Plain English Translation

An information processing method implemented on a device displays spoken words as text near the speaker's image. The method captures sound, converts it to text, and displays the text, enclosed in a symbol pointing in the speaker's direction. An image of the speaker is also displayed. Text position is determined relative to the speaker's image. The symbol orients to match the sound source direction. The method adjusts the displayed text based on the user's viewpoint, changing perspective.

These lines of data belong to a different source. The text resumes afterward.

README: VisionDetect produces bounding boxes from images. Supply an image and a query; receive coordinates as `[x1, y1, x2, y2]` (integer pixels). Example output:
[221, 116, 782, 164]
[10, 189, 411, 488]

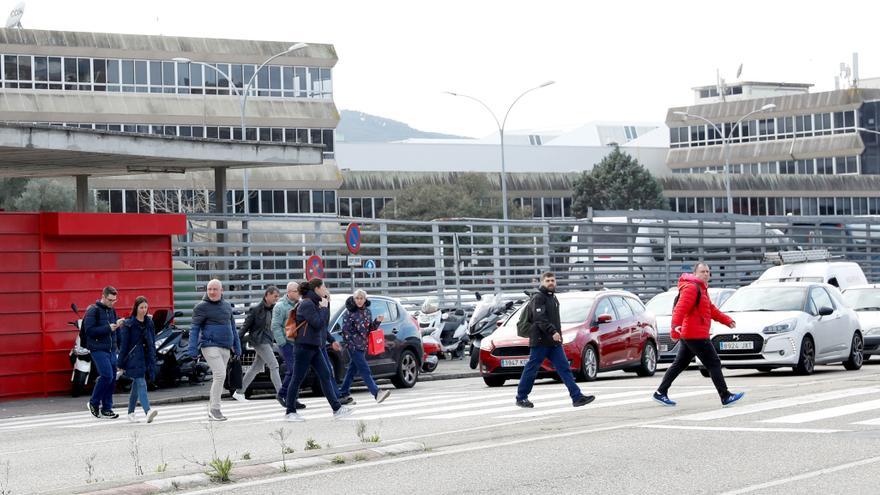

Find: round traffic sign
[345, 223, 361, 254]
[306, 254, 324, 280]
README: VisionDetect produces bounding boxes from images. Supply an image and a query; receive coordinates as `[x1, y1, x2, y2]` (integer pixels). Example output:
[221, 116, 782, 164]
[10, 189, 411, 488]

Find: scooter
[67, 304, 96, 397]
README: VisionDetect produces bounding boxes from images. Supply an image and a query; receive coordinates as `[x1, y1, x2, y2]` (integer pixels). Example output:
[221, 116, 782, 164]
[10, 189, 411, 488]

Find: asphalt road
[0, 363, 880, 494]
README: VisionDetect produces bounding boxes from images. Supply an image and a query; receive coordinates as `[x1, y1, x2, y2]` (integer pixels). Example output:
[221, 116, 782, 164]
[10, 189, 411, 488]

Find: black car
[242, 296, 423, 397]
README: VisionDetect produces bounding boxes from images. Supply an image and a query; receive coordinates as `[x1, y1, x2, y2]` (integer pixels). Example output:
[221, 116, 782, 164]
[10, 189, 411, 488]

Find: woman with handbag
[339, 289, 391, 403]
[118, 296, 158, 423]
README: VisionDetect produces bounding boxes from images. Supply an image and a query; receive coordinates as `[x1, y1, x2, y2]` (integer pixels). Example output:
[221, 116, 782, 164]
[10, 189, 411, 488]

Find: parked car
[480, 291, 657, 387]
[843, 284, 880, 361]
[646, 287, 736, 363]
[242, 294, 424, 397]
[701, 282, 863, 375]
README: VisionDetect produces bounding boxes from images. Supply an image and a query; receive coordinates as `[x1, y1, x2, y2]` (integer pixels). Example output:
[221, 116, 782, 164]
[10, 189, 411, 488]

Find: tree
[571, 146, 669, 217]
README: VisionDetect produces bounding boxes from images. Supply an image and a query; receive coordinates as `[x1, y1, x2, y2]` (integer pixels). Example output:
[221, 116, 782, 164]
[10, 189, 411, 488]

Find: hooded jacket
[672, 273, 733, 340]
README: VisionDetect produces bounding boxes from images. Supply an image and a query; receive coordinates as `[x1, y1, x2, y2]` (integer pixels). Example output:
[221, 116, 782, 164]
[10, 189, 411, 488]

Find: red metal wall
[0, 213, 186, 400]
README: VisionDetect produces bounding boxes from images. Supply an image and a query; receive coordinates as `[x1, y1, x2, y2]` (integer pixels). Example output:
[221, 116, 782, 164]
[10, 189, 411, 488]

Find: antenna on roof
[6, 2, 24, 29]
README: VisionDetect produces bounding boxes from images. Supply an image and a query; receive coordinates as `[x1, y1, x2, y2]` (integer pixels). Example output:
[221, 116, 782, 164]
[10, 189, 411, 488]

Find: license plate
[719, 342, 755, 351]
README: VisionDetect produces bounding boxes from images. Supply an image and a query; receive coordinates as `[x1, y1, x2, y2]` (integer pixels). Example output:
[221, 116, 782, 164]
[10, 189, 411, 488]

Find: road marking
[675, 387, 880, 421]
[761, 400, 880, 424]
[720, 457, 880, 495]
[639, 425, 851, 433]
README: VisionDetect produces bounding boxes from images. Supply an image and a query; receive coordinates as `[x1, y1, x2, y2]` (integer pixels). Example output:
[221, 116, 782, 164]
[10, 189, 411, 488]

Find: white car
[843, 284, 880, 361]
[701, 282, 863, 375]
[645, 287, 736, 363]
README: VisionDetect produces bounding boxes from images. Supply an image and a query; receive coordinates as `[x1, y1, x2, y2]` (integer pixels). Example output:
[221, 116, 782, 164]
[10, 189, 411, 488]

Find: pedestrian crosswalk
[0, 384, 880, 435]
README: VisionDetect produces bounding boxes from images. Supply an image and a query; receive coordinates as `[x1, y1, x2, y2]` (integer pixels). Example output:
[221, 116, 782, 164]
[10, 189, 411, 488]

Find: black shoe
[101, 409, 119, 419]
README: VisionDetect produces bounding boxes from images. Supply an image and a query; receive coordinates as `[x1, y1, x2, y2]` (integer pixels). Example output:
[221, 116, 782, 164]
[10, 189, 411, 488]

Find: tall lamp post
[171, 43, 309, 215]
[446, 81, 556, 221]
[672, 103, 776, 213]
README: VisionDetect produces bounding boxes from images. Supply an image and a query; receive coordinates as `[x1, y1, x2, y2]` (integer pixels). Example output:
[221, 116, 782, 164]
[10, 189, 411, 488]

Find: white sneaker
[333, 406, 352, 419]
[284, 413, 306, 423]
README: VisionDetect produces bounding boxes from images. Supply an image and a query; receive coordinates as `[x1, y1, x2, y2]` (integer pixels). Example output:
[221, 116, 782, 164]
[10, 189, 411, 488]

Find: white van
[754, 261, 868, 289]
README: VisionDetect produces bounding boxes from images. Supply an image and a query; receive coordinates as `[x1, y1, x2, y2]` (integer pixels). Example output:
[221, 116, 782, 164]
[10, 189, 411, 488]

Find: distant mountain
[336, 110, 467, 143]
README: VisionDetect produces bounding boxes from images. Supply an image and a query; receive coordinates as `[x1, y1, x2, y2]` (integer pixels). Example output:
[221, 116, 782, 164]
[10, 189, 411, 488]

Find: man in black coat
[516, 272, 595, 408]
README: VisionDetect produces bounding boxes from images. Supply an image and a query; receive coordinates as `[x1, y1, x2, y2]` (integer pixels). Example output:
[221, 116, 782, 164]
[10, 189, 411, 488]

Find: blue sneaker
[721, 392, 746, 407]
[654, 392, 675, 407]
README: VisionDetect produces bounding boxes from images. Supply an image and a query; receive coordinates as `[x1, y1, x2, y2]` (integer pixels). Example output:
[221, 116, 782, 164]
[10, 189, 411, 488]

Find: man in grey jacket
[232, 285, 281, 402]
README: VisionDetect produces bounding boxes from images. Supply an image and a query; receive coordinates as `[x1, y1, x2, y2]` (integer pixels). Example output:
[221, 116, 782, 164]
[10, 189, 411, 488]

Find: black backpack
[672, 283, 703, 314]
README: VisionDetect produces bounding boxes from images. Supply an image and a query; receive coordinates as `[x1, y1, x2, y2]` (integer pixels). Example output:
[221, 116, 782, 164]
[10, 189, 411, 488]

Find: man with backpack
[654, 261, 744, 407]
[516, 272, 595, 408]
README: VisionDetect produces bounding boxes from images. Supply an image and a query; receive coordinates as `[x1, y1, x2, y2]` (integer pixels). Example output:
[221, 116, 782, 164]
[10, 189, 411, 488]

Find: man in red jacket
[654, 261, 743, 406]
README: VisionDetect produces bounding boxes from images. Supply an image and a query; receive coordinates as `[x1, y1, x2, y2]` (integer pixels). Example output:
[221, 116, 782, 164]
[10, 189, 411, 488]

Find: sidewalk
[0, 358, 480, 419]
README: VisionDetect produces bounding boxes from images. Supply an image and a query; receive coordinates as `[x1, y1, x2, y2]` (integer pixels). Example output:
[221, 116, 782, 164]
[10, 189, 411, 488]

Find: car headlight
[761, 319, 797, 335]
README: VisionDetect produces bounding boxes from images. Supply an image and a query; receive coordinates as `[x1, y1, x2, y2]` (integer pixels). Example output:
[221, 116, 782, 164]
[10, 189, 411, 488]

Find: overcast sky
[13, 0, 880, 136]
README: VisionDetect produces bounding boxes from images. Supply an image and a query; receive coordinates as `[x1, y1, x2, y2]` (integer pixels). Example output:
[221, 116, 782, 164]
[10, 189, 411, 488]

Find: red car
[480, 291, 657, 387]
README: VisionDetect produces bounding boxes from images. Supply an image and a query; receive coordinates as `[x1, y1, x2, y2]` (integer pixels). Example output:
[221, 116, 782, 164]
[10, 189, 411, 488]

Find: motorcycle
[467, 293, 514, 370]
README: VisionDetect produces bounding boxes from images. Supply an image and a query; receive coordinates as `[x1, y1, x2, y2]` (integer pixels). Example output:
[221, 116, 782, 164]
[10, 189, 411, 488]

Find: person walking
[82, 285, 123, 419]
[118, 296, 158, 423]
[189, 278, 241, 421]
[232, 285, 281, 402]
[339, 289, 391, 403]
[516, 272, 595, 408]
[285, 278, 351, 422]
[271, 282, 306, 409]
[654, 261, 745, 407]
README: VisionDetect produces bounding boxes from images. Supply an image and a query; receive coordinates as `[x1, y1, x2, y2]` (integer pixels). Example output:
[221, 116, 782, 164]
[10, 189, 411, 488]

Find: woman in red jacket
[654, 261, 743, 406]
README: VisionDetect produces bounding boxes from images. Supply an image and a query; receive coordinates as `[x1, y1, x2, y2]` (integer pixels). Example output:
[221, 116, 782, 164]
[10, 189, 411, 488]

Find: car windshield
[721, 286, 807, 313]
[645, 292, 678, 316]
[843, 289, 880, 311]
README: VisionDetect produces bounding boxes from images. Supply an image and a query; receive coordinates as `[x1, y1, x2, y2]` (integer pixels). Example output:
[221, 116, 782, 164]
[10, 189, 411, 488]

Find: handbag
[367, 328, 385, 356]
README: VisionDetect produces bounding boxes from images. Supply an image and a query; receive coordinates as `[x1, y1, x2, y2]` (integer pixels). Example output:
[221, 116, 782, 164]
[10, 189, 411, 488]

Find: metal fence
[175, 211, 880, 323]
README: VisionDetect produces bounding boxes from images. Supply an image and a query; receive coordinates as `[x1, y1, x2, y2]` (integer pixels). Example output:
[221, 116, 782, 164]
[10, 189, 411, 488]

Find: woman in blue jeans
[339, 289, 391, 404]
[118, 296, 158, 423]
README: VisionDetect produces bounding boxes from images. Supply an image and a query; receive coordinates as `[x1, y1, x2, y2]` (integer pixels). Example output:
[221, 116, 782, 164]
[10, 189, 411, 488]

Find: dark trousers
[89, 351, 116, 411]
[287, 344, 341, 413]
[516, 345, 583, 401]
[278, 343, 293, 397]
[657, 339, 730, 400]
[339, 347, 379, 397]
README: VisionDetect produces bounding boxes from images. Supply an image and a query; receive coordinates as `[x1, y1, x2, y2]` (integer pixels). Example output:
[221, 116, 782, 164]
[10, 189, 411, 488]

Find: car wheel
[636, 341, 657, 376]
[843, 332, 865, 371]
[483, 376, 507, 387]
[580, 345, 599, 382]
[391, 349, 419, 388]
[794, 337, 816, 375]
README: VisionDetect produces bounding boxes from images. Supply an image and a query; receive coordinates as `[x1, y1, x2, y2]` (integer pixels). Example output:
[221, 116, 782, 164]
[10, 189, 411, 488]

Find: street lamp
[171, 43, 309, 215]
[445, 81, 556, 221]
[672, 103, 776, 213]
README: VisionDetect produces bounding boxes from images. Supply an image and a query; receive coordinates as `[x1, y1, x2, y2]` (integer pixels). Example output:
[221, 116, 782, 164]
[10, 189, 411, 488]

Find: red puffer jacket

Text size depends on how far away the speaker is from the user. The method combines images and speech.

Patent Metadata

Filing Date

Unknown

Publication Date

November 11, 2014

Inventors

Kazuhiro NAKADAI

Want to explore more patents?

Browse 5M+ US patents with plain-English claim translations and AI-generated analysis.

Citation & reuse

Analysis on this page is generated by Patentable — an AI-powered patent intelligence platform. AI-generated summaries, explanations, FAQs, and analysis may be reused with attribution and a visible link back to the canonical URL below. Patent abstracts and claims are USPTO public domain.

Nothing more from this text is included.